Despite a last-minute public relations blitz by the mayor and the police chief, the Los Angeles City Council voted Monday to delay spending for additional police officers and a host of other items until the city's financial picture becomes clearer.
The 11-4 vote gives the council a margin to override a veto threatened by Mayor James K. Hahn, who has taken to the airwaves in recent days along with Police Chief William J. Bratton to accuse the council of risking the city's public safety. It would take 10 council votes to override a veto.
Aggrieved council members said that they are committed to public safety but that the city cannot afford to commit $19 million for 320 new officers, as well as $4.2 million to reorganize the department and $8 million for new police cars. Their plan calls for deciding on the expenditures in four to six months and continuing to hire officers this summer and fall to replace those expected to retire or quit.
"Basically, the facts won over rhetoric today," said Councilman Nick Pacheco, chairman of the council's Budget and Finance Committee. "The budget the council adopted today is completely an olive branch to the mayor and he should run with it. We didn't say no; we said, 'Wait and see.' "
Monday's vote was the culmination of three weeks of sometimes contentious council hearings on Hahn's $5.1-billion budget proposal. During the 50 hours the budget committee reviewed the financial plan, much of the discussion concerned projections that the city could face a budget shortfall of $280 million by July 2005.
Hahn called the forecast preliminary and urged the council to approve his plan, but several council members, including key allies of the mayor, said he was not taking the city's financial situation seriously enough.

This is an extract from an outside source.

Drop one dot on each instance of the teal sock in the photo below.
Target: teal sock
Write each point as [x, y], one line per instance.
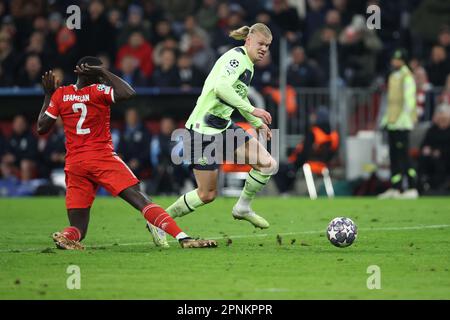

On Monday, Deputy Mayor Matt Middlebrook said it was too early to say what Hahn would do next. He said the mayor plans to meet with council members to urge an eleventh hour compromise to pay for the LAPD expansion. There is still time for such an agreement. The council won't take its final vote on the budget until Friday at the earliest.
Some council members said they hope for a compromise and urged Hahn to consider raising fees or finding other ways to generate revenue to pay for the new police officers. The mayor has threatened to veto any fee hikes beyond minor increases that he has proposed in trash rates, zoo admission and sewer charges.